Severe Pre-eclampsia

-       Pre-eclampsia affects 5-8% of pregnancies

o   Sys >140 or Dys >90 + >0.3g/24 hour proteinuria after 20 wks gestation

-       Severe pre-clampsia

o   Several different criteria, one of which is plt count <100

o   Thrombocytopenia may precede the other manifestations

o   Can present postpartum


Haemolysis, Elevated Liver enzymes and Low Platelets (HELLP)

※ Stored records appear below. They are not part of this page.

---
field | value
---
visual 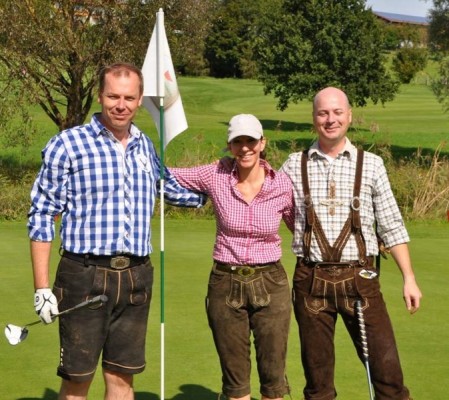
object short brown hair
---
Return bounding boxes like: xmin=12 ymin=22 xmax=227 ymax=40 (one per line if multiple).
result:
xmin=99 ymin=63 xmax=143 ymax=94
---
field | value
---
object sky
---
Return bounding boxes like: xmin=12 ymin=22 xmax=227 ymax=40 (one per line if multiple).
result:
xmin=366 ymin=0 xmax=433 ymax=17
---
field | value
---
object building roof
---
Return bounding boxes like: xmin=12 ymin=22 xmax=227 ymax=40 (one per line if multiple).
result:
xmin=373 ymin=10 xmax=429 ymax=25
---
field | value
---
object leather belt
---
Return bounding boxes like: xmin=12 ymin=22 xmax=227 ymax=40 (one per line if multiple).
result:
xmin=214 ymin=262 xmax=281 ymax=277
xmin=297 ymin=256 xmax=374 ymax=268
xmin=62 ymin=251 xmax=150 ymax=270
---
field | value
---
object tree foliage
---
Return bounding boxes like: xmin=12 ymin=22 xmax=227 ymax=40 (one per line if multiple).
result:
xmin=429 ymin=0 xmax=449 ymax=53
xmin=255 ymin=0 xmax=399 ymax=110
xmin=429 ymin=0 xmax=449 ymax=112
xmin=393 ymin=47 xmax=427 ymax=83
xmin=204 ymin=0 xmax=281 ymax=78
xmin=0 ymin=0 xmax=212 ymax=129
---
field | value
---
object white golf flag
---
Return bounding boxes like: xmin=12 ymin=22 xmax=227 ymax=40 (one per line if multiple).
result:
xmin=142 ymin=9 xmax=187 ymax=148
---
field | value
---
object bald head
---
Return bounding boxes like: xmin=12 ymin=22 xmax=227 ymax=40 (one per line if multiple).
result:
xmin=313 ymin=86 xmax=351 ymax=112
xmin=313 ymin=87 xmax=352 ymax=156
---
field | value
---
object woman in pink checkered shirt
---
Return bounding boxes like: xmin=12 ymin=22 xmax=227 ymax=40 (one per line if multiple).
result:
xmin=170 ymin=114 xmax=295 ymax=400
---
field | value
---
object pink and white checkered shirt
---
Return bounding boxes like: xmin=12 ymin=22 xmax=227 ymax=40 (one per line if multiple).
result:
xmin=170 ymin=160 xmax=295 ymax=265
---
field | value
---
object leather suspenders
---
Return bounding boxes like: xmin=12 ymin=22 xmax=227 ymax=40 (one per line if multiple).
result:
xmin=301 ymin=149 xmax=367 ymax=265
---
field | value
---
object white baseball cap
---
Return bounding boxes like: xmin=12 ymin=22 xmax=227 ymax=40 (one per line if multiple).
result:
xmin=228 ymin=114 xmax=263 ymax=143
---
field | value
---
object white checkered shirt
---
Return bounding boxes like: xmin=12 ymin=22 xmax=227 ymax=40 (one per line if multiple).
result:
xmin=281 ymin=139 xmax=410 ymax=261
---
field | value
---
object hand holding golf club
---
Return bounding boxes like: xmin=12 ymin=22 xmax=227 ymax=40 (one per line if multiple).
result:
xmin=34 ymin=288 xmax=59 ymax=324
xmin=5 ymin=289 xmax=108 ymax=346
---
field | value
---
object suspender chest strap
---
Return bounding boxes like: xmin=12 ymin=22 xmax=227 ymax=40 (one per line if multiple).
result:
xmin=301 ymin=149 xmax=366 ymax=265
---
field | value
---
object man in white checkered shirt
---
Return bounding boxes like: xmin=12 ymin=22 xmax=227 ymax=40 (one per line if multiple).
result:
xmin=281 ymin=87 xmax=422 ymax=400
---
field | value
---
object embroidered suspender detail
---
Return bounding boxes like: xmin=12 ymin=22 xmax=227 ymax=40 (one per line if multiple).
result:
xmin=301 ymin=149 xmax=366 ymax=265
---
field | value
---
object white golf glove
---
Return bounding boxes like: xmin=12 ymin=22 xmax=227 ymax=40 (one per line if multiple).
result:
xmin=34 ymin=288 xmax=59 ymax=324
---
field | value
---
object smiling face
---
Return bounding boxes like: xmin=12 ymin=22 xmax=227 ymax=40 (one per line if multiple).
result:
xmin=228 ymin=136 xmax=265 ymax=169
xmin=98 ymin=71 xmax=142 ymax=139
xmin=313 ymin=87 xmax=352 ymax=151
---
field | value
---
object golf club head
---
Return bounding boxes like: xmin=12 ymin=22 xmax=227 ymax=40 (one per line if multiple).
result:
xmin=5 ymin=324 xmax=28 ymax=346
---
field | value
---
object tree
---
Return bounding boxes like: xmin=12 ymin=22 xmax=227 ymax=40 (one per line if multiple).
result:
xmin=164 ymin=0 xmax=218 ymax=76
xmin=0 ymin=0 xmax=213 ymax=129
xmin=204 ymin=0 xmax=281 ymax=78
xmin=429 ymin=0 xmax=449 ymax=112
xmin=255 ymin=0 xmax=399 ymax=110
xmin=429 ymin=0 xmax=449 ymax=53
xmin=393 ymin=47 xmax=427 ymax=83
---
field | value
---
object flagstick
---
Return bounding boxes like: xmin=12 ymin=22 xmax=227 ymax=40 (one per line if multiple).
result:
xmin=156 ymin=8 xmax=165 ymax=400
xmin=159 ymin=97 xmax=165 ymax=400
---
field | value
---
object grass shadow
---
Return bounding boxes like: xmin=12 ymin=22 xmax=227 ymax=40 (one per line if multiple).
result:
xmin=16 ymin=388 xmax=58 ymax=400
xmin=168 ymin=384 xmax=257 ymax=400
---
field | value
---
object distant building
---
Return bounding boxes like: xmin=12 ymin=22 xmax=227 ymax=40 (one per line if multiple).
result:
xmin=373 ymin=10 xmax=429 ymax=26
xmin=371 ymin=10 xmax=430 ymax=47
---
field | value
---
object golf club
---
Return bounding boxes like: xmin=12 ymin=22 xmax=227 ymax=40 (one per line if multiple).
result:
xmin=354 ymin=300 xmax=374 ymax=400
xmin=5 ymin=294 xmax=108 ymax=346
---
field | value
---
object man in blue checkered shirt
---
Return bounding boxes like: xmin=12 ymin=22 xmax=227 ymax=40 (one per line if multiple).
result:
xmin=28 ymin=63 xmax=206 ymax=400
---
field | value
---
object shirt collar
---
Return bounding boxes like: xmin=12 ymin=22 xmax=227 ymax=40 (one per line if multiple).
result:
xmin=231 ymin=159 xmax=276 ymax=178
xmin=308 ymin=138 xmax=357 ymax=159
xmin=90 ymin=113 xmax=142 ymax=139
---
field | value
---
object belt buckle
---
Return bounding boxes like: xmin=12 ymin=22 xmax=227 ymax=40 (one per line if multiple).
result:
xmin=111 ymin=256 xmax=130 ymax=269
xmin=237 ymin=266 xmax=256 ymax=277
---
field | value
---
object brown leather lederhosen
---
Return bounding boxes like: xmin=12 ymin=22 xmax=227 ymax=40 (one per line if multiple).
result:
xmin=301 ymin=149 xmax=367 ymax=265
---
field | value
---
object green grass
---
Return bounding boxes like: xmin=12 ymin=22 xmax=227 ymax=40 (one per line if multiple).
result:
xmin=0 ymin=218 xmax=449 ymax=400
xmin=4 ymin=77 xmax=449 ymax=173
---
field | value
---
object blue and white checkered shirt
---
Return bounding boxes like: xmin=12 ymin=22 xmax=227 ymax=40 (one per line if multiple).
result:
xmin=281 ymin=139 xmax=409 ymax=261
xmin=28 ymin=115 xmax=207 ymax=256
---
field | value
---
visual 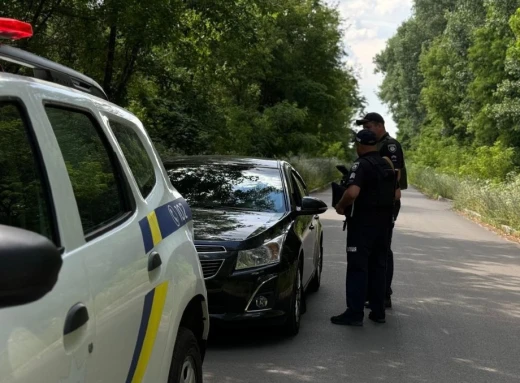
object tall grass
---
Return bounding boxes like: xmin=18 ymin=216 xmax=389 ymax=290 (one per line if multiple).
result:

-       Variant of pre-eclampsia, in some cases HTN and Proteinuria not present

-       70% in late second to third trimester, 30% postpartum

-       MAHA + Raised AST + Thrombocytopenia


Acute Fatty Liver of Pregnancy (AFLP)

-       Plt count >50

-       Rare but serious condition of third trimester

-       Elevated liver enzymes, conjugated bilirubinaemia, coagulopathy

-       Overlaps with HELLP, differentiation not clearly defined but MAHA unusual


Obstetric Management

-       IV magnesium to prevent seizures, Anti-hypertensives for BP

-       >34 weeks

o   Delivery

-       <34 weeks and maternal/fetal status acceptable

o   Steroids for lung maturation and deliver after 48 hours

-       <34 weeks and maternal/fetal status unacceptable

o   Delivery


Haematology Management

-       Supportive care with platelet transfusion

-       Steroids increase plt count but do not improve outcomes

-       Plasma exchange if plt, haemolysis or renal failure no better 48-72 hours after delivery




Difficult to differentiate severe pre-eclampsia, HELLP, AFLP, TTP and aHUS

-       TTP: ADAMTS13 <5%

When indicated, therapeutic plasma exchange is beneficial in all of these conditions and so diagnostic certainty not required in emergency setting.